E così, da un semplice stage, la rinominata “gavetta” in età adolescenziale presso una sede giornalistica, la mia passione si è convertita in lavoro, anche se per la verità, non l’ho mai sentito tale, proprio perché il raccontare e riportare storie all’alba o la sera tardi, non mi è mai stato di peso. “E’ un onore”, ripetevo a chi mi ringraziava a seguito di un comizio o ad una intervista esclusiva: per me era un dono trascrivere dal blocco scarabocchiato da penne che iniziavano blu e finivano anche verdi (quando le chiacchiere si facevano lunghe), a computer, le parole che registravo, rimanendo sempre imparziale. E oggi, dopo ben dieci anni di “gavetta”, giacché non si finisce mai di imparare, opto per raccontarci, con gli occhi di quella ragazza che finora ha promosso plichi di fatti e inchieste, delle vite altrui e che ora per la prima volta, intervista se stessa. Una cosa nelle mie corde, è “vivere di obiettivi”: finora, ho sempre cercato, riuscendoci, di remare verso la direzione da me favorita, anche se questa poteva comportare non avere il vento in poppa, l’alta marea o chissà quale avversità. “Tu mettici il cuore, al resto ci pensa la vita”, mi rammento. E forse, grazie a questa prospettiva, a destinazione, spesso e volentieri, ci arrivo. Proseguendo. Alzo le mani in segno di arresa, laddove ci fossero episodi meno sereni, garantendovi poi standing ovation di applausi, tra capitoli di grasse risate. Il lockdown, vissuto durante la dolce attesa, ha riservato momenti amari, poiché la preoccupazione si è insediata nella vita di tutti noi. Mio marito Fabrizio, dalla fine di aprile, ha perso il lavoro, lui che prima di questo virus, ha avuto una carriera ventennale in Carapelli, a Inveruno. Si è visto come sulle sabbie mobili, dove noi io e sua figlia, eravamo le sole certezze.

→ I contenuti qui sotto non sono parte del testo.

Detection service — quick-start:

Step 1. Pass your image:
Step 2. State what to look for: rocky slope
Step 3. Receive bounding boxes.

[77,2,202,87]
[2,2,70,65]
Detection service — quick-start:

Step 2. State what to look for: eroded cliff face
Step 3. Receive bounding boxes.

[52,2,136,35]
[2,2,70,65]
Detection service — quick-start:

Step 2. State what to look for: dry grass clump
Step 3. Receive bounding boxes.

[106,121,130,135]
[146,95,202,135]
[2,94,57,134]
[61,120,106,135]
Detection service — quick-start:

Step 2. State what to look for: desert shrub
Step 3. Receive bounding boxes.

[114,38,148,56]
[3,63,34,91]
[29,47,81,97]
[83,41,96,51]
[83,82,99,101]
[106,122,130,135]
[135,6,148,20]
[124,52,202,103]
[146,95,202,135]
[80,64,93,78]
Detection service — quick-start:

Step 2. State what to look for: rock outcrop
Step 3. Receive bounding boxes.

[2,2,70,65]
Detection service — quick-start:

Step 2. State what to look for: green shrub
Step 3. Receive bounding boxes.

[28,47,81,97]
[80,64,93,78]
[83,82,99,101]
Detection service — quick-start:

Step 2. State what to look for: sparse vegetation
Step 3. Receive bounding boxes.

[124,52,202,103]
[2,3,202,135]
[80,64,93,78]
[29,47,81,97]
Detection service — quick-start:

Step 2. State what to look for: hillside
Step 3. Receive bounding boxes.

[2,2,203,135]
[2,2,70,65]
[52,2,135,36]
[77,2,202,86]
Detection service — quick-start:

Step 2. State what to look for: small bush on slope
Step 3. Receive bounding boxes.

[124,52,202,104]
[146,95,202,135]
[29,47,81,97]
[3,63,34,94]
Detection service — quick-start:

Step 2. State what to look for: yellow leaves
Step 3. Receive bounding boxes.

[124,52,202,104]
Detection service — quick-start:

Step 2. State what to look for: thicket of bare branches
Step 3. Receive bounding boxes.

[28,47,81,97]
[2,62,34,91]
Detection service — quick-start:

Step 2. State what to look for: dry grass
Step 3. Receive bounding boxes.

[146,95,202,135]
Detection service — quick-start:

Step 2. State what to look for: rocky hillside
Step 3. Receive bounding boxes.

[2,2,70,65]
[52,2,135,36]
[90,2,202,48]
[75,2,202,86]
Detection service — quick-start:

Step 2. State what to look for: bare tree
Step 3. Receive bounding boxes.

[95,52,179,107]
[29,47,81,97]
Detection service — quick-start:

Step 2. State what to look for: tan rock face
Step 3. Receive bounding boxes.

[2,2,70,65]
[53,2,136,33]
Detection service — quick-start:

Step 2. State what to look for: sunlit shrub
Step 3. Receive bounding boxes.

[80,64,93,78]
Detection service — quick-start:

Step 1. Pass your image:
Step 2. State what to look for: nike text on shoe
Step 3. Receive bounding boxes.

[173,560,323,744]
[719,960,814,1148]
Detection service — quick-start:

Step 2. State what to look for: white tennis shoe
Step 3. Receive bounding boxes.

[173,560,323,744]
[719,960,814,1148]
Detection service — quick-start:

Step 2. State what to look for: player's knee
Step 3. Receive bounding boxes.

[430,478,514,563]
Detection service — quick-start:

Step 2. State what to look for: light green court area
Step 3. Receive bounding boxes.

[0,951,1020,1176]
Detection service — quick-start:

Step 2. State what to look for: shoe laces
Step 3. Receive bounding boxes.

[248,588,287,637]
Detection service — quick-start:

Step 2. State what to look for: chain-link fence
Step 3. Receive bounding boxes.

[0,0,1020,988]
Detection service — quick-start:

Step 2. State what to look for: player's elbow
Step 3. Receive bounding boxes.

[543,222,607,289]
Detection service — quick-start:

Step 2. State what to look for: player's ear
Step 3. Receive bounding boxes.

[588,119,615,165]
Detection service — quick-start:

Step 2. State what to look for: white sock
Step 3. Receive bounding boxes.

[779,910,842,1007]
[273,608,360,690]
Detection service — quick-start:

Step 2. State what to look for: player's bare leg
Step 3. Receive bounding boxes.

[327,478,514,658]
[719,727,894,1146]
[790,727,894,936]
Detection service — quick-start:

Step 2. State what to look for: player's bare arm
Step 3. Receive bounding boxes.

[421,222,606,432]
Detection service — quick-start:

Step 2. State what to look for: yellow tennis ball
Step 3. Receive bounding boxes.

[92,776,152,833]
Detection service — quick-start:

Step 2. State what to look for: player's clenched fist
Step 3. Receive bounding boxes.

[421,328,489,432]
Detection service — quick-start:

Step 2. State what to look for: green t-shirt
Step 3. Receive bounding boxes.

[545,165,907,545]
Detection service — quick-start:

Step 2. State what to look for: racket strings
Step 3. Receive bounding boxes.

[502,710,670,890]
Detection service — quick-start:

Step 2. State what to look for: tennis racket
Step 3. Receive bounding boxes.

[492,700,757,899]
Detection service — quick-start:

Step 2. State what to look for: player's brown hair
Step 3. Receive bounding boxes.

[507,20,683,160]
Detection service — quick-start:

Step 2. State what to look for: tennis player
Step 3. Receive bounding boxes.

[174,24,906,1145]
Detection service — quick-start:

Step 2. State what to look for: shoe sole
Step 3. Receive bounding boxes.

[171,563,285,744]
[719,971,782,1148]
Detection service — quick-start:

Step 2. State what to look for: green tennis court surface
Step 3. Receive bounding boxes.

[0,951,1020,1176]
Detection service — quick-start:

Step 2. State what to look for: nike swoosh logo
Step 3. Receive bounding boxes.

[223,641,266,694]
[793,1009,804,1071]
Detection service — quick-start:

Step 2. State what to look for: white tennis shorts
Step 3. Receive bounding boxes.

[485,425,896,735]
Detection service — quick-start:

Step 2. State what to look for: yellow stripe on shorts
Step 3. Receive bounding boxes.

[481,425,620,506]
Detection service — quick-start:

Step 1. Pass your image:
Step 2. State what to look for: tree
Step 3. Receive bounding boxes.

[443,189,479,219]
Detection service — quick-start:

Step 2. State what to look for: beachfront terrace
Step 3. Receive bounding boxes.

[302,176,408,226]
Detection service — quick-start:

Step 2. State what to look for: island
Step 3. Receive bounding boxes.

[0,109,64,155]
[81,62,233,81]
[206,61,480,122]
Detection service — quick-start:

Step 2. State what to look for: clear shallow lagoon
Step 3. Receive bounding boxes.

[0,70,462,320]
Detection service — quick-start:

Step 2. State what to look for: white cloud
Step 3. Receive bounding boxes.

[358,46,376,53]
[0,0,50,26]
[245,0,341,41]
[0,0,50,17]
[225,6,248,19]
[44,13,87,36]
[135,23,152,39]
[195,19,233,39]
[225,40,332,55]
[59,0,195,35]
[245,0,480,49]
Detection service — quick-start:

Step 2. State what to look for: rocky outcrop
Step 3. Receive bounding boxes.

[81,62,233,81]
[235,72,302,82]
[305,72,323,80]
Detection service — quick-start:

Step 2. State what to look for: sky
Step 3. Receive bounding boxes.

E sarà proprio la nostra nascitura a esporsi in prima persona: le sue visite nel pieno del contagio, le sue percezioni rispetto al vederci con quelle ‘fasce’ su naso e bocca, gli incontri virtuali con altri coscritti, le video chiamate a Natale, e molto altro

Ecco, sono al traguardo, a ridosso della domanda che vi porrete: perché dovrei leggere questo libro? Ne sono usciti tanti simili, sulla pandemia. Ma il suddetto non ha come parola d’ordine “covid-19” o “distanziamento” . Anzi, vi garantisco che saranno contate. Certo, è il motivo che mi ha spinto a raccogliere i miei pensieri e il nostro quotidiano, PERO’ non girerà tutto attorno a loro. Voi dovrete leggerlo con gli occhi di un bambino, quello che siamo stati tutti. Vi ci ritroverete! Il libro vuole trasmettere un messaggio di speranza: la gente ha bisogno di storie leggere, belle e soprattutto vere. Il mio primo tentativo narrativo, non sarà (appositamente) perfetto, poiché punta sulla veridicità dei contenuti.”

INTERVISTA

Che genere di target ha questo libro?

Il paragone può sembrare azzardato, ma in realtà, fa al caso in questione: la mia biografia, si rivolge a più fasce d’età, senza preferenze di sesso e razza. E’ un libro che può essere letto comodamente a casa, ma con la tv spenta, o in metro, ma con gli auricolari che emettono un sottofondo zen. Può essere aperto sotto un pino, in compagnia di una merenda golosa, quella che preferite, ma fate attenzione alle briciole. In attesa di fare una visita, aiutandovi a scacciare la tensione. L’unico monito sarebbe per l’esame della vita, a ridosso di una promozione, evitate. Potrebbe farvi ridere così tanto, da far singhiozzare e storcere il naso alla giuria. Meglio di no, rimandate. Può leggerlo anche un bambino, dato che i contenuti sono accessibili e in chiave semplice. La sua mamma, mentre cura la torta nel forno o vi aspetta fuori da scuola. Probabilmente, la categorie delle mamme, presterà più attenzione, in quanto potrebbero ritrovarsi in alcune situazioni. Ma anche i (neo) papà, perché in questo libro, l’altra ispirazione è mio marito. Allentate la cravatta, al ritorno da lavoro, e leggetene una pagina per volta, vi entusiasmerà! Le condizioni temporali non contano, ma quel che vi suggerisco io, è di leggerlo sempre in una certa atmosfera creata da voi, secondo i criteri esposti. Come un alimento, dove sulla confezione viene riportato “è preferibile consumarlo,…”. Ecco, questo concetto sposa meglio l’idea.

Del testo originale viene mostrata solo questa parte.